Irish debut novelist Sally Rooney wins Young Writer of the Year award

Rooney’s Conversations With Friends was described by the judges as a ‘sophisticated erotic quadrille’ that recalls Jane Austen’s Emma
  
  

novelist Sally Rooney.
Novelist Sally Rooney, named young writer of the year. Photograph: Richard Saker/The Observer

The “glittering intelligence” of Sally Rooney’s story of the affair between a student and an older actor has won the 26-year-old Irish debut novelist the Sunday Times/Peters Fraser & Dunlop Young Writer of the Year award.

Rooney’s Conversations With Friends is narrated by Frances, a student in Dublin, who along with her fellow student Bobbi is befriended by the journalist Melissa and her husband Nick, an actor. As the relationships between all four change and deepen, Frances, who is 21, has an affair with Nick.

Speaking to the Guardian earlier this year, Rooney described how she wrote the novel at “huge speed” in three months, working 16 to 18 hours a day. “Dialogue is the most fun to write,” she said. “It’s kind of like a tennis match … it has to go back and forth.”

Conversations With Friends beat titles by the authors Minoo Dinshaw, Claire North, Julianne Pachico and Sara Taylor to the £5,000 prize, which goes to the best work of fiction, non-fiction or poetry by a British or Irish author aged between 18 and 35, and has been won in the past by Zadie Smith, Ross Raisin and Sarah Waters.

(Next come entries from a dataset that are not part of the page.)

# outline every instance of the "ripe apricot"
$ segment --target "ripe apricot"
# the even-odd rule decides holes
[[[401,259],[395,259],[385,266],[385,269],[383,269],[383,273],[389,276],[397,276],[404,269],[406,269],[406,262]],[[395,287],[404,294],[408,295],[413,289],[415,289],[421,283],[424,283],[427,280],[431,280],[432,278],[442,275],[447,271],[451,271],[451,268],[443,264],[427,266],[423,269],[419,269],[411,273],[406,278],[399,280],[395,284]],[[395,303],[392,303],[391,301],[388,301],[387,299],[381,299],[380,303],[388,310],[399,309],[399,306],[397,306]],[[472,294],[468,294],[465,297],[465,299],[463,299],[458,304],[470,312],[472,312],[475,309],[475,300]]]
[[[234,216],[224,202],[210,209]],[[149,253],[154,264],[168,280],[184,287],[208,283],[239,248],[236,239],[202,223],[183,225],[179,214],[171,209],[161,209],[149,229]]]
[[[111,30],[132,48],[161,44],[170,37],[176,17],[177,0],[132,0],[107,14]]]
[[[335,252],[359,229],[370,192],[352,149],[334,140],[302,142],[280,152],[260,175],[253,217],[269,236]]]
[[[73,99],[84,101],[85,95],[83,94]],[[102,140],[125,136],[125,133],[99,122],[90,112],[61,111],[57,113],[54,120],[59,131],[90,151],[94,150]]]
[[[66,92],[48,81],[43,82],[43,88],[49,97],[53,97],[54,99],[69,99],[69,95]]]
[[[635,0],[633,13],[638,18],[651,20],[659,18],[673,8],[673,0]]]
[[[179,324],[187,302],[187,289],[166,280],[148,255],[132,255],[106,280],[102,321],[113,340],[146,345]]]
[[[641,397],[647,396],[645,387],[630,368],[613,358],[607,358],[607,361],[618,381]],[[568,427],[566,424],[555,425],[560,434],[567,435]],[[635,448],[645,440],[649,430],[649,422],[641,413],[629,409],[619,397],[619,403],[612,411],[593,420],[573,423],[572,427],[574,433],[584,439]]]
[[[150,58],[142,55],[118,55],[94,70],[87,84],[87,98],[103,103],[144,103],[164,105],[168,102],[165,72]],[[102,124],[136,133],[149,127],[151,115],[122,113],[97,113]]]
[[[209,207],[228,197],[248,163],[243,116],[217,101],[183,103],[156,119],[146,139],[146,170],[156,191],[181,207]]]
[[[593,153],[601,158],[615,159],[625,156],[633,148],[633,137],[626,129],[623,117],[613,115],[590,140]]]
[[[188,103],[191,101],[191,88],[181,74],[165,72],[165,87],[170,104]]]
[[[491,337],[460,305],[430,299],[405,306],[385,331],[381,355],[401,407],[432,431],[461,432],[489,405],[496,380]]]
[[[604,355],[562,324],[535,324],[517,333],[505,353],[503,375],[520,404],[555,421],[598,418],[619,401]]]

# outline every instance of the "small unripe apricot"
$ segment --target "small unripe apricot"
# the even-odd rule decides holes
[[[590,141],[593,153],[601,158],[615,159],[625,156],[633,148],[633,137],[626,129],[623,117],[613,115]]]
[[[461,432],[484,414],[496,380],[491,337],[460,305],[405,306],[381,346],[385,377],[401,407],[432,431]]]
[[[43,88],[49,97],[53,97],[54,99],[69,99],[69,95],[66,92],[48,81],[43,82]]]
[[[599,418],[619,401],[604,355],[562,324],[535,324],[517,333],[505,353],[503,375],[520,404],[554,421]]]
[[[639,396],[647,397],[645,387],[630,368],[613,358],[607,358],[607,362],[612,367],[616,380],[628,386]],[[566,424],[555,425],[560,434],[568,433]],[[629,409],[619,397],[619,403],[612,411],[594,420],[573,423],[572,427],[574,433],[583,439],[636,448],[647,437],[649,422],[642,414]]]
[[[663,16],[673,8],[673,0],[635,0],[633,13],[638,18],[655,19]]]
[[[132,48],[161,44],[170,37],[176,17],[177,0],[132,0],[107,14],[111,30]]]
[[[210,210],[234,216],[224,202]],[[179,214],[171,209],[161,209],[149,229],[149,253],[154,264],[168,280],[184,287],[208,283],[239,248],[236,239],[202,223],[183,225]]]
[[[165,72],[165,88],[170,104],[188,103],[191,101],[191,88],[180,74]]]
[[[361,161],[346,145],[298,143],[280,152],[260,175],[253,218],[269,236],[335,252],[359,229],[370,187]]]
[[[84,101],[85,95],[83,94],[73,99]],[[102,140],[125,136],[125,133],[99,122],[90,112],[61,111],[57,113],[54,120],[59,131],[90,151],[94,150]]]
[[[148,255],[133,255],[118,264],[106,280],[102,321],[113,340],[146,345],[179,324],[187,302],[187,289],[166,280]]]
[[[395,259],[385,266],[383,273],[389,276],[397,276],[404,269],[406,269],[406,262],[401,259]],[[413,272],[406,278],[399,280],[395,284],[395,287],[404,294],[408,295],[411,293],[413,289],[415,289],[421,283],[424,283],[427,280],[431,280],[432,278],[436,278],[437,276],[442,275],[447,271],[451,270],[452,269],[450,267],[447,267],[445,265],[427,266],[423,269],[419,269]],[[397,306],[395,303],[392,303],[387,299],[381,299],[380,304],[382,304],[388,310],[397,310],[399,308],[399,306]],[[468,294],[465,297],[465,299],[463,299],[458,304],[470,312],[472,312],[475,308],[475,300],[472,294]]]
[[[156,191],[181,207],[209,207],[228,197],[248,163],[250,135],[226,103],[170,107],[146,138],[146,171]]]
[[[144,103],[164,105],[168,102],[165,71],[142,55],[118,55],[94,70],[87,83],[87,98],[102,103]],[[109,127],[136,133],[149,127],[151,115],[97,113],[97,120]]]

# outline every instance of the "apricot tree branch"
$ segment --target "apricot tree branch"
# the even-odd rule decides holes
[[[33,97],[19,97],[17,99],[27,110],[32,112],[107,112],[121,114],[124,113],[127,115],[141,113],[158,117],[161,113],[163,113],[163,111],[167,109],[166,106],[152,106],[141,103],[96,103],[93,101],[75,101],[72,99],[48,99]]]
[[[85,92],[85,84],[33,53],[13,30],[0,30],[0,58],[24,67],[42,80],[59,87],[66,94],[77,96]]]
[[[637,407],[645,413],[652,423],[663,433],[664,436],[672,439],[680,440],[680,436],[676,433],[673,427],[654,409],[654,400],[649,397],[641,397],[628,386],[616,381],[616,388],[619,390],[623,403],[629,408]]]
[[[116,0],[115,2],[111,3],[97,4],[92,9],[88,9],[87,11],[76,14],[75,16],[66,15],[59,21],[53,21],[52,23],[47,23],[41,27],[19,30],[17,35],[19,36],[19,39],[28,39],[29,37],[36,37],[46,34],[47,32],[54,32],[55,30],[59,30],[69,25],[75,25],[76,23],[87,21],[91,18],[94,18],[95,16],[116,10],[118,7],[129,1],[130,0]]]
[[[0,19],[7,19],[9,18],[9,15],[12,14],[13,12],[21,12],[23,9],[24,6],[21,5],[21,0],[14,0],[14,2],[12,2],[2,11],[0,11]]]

Judge and Sunday Times literary editor Andrew Holgate said that: “for line-by-line quality, emotional complexity, sly sophistication and sheer brio and enjoyment, Sally Rooney’s Conversations With Friends really stood out.”

“To have produced a novel which nods all the way back to Jane Austen’s Emma, while being so thoroughly modern in feel, is quite something, and Rooney proves herself with this debut to be a really worthy addition to the extraordinary list of past winners of the Young Writer award,” Holgate added.

Fellow judge Lucy Hughes-Hallett said Conversations With Friends “stood out for its glittering intelligence, its formal elegance and its capacity to grip the reader”, and praised “the sophistication of its erotic quadrille”.